Regia di Spike Lee vedi scheda film
Cominciamo dalla fine, dalle immagini di repertorio che immortalano gli scontri tra i suprematisti bianchi - che al grido di "white lives matter" marciano a Charlottesville, in Virginia, nel 2017, per urlare la loro rabbia contro neri ed ebrei - e un corteo antirazzista. Un suprematista bianco si scagliò con la sua auto contro questo secondo corteo, uccidendo una ragazza e mandando in ospedale decine di persone. Trump, con la boria che gli è propria, fece un discorso dal quale non uscì una sola parola di condanna nei confronti dei suprematisti bianchi.
E adesso torniamo all'inizio, a quando il cinema dei padri ci propinava film ad altissimo tasso di razzismo come Nascita di una nazione e Via col vento. In mezzo, tra prologo ed epilogo, una delle opere più politiche di Spike Lee, tratta da una storia vera (diventata un best seller nella ricostruzione che ne fece il protagonista). Siamo a Colorado Springs negli anni Settanta, tra i neri vanno di moda delle grandi capigliature crespe e Ron Stallworth (Washington), un poliziotto di colore, viene prima infiltrato nei comizi delle Pantere Nere (davvero eccessiva la scena del discorso di Stokey Carmichael, così come prolisso è tutto il film), quindi - giocando sulla sua capacità di imitare la voce e il modo di parlare dei bianchi - decide di infiltrarsi nel Ku Klux Klan. Il problema è che ha bisogno di un bianco per i contatti dal vivo dopo aver avuto quelli telefonici. Fa al caso suo un collega ebreo (Driver), grazie al quale riesce ad arrivare al vertice dell'organizzazione.

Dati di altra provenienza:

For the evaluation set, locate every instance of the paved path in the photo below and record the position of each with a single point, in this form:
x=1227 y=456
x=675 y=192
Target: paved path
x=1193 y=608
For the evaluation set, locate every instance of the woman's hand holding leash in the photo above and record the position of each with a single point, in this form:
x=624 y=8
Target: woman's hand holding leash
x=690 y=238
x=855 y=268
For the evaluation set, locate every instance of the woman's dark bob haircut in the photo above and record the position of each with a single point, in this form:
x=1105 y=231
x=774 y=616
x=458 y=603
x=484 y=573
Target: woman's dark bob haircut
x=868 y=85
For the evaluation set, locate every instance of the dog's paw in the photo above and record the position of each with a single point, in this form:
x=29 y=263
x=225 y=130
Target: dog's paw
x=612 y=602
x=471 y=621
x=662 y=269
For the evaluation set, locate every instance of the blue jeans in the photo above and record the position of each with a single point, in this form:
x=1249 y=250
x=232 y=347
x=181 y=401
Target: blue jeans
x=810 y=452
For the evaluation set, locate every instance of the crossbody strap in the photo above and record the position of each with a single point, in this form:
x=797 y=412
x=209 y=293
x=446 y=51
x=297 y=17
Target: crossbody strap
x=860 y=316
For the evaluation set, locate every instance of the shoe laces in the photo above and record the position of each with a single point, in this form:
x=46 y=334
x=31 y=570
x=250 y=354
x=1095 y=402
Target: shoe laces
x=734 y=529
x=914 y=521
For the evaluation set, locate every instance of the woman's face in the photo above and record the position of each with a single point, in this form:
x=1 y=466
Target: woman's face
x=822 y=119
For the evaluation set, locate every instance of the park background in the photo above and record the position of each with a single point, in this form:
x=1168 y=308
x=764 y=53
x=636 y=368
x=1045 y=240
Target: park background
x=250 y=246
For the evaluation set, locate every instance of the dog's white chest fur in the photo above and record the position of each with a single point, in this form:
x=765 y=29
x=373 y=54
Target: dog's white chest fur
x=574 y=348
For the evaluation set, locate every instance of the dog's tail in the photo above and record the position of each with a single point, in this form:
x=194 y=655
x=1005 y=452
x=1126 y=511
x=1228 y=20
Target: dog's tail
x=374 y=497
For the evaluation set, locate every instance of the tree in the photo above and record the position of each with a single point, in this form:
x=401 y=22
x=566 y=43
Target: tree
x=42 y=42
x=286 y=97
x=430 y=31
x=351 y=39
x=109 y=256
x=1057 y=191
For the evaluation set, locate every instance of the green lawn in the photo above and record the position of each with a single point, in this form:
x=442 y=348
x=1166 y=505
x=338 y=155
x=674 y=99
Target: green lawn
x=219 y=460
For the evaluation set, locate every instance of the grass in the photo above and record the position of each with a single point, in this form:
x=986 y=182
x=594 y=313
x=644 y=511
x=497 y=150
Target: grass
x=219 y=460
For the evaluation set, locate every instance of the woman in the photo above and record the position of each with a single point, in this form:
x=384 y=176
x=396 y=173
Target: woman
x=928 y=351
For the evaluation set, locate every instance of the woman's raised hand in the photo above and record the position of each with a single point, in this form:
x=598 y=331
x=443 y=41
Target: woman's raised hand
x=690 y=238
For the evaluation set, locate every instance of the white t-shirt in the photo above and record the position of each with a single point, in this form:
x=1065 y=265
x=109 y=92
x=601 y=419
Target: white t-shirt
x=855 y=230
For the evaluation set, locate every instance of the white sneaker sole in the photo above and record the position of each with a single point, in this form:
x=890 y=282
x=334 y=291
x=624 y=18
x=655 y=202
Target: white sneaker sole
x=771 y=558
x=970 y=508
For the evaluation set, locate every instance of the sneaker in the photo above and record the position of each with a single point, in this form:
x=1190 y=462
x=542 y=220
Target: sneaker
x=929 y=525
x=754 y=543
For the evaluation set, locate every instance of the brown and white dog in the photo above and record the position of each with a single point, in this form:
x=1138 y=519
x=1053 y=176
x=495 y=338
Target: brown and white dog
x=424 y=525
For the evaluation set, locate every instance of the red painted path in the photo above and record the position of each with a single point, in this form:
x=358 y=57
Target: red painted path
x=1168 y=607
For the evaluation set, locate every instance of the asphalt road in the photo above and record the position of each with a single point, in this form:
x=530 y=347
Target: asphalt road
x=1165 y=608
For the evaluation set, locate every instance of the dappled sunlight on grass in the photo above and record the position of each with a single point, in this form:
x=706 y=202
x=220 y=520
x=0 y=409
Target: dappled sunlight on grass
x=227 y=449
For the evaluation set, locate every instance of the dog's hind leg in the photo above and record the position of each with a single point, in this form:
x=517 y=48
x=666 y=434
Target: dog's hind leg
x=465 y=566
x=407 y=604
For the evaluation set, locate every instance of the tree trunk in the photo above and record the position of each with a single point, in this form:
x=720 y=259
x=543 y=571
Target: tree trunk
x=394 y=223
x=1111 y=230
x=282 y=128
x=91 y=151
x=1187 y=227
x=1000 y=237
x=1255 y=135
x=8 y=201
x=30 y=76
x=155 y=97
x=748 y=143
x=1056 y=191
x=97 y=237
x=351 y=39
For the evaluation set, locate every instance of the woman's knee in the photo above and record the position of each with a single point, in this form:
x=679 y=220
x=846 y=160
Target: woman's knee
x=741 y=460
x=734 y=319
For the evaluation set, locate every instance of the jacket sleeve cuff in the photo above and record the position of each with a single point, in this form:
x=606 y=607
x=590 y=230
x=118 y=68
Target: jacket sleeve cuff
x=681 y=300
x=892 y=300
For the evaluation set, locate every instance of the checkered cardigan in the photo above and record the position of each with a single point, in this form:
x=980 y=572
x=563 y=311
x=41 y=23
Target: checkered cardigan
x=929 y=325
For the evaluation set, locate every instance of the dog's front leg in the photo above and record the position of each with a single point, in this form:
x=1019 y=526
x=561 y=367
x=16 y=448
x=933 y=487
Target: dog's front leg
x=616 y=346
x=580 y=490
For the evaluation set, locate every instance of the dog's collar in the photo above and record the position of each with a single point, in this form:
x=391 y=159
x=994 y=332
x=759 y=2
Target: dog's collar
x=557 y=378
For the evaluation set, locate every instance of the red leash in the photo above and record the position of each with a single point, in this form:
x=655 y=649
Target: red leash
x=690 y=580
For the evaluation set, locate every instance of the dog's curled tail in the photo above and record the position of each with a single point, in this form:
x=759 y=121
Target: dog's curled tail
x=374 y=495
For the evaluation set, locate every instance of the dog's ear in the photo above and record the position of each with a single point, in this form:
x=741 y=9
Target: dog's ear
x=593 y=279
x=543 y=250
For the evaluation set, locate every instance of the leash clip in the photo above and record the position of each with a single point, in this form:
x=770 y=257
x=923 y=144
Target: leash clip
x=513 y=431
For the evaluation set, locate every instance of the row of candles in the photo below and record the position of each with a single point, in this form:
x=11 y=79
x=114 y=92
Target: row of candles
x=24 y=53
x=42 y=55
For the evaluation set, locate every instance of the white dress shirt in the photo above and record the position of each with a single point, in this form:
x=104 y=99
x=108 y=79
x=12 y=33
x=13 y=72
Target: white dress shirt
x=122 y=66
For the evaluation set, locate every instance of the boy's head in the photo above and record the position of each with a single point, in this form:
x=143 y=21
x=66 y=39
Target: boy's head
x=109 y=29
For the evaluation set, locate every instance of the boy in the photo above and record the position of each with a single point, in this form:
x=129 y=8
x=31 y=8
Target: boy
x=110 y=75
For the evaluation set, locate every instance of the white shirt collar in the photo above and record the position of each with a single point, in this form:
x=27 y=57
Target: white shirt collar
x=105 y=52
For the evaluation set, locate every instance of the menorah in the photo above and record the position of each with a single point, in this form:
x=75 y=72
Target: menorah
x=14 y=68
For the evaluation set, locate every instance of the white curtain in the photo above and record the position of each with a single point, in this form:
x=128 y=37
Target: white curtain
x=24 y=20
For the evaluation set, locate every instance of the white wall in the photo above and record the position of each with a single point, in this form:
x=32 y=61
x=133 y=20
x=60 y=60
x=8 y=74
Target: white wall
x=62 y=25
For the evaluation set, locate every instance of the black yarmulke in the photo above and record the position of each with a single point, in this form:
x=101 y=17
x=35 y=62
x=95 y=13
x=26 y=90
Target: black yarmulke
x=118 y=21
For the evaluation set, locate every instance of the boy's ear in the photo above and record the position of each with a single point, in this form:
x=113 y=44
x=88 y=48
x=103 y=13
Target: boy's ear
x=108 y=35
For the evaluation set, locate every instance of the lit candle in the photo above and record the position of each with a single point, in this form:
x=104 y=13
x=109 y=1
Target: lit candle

"Potere ai neri" contro "potere ai bianchi", pugni chiusi contro braccia tese, soggezione contro idolatria delle armi: Lee gioca il film ricorrendo spesso al montaggio alternato per mettere in antitesi visiva l'America razzista e quella che ha subito la schiavitù, che tocca il suo apice narrativo nel racconto che ne fa Harry Belafonte in una sala gremita da attivisti delle Pantere Nere. Tutto giocato sul filo di un'ironia che colloca spesso il film sul versante della commedia, BlacKkKlansman (da notare il KKK nel titolo) si è aggiudicato un meritatissimo Grand prix al festival di Cannes, andando a rinfoltire la serie di film che, da Mississippi burning a Le stagioni del cuore, hanno raccontato la vicenda violentissima quanto involontariamente grottesca di questa ridicola organizzazione suprematista, che con Trump è tornata ad avere vita facile, segnando un passaggio drastico e repentino dalla presidenza di un nero a quella di un pagliaccio razzista.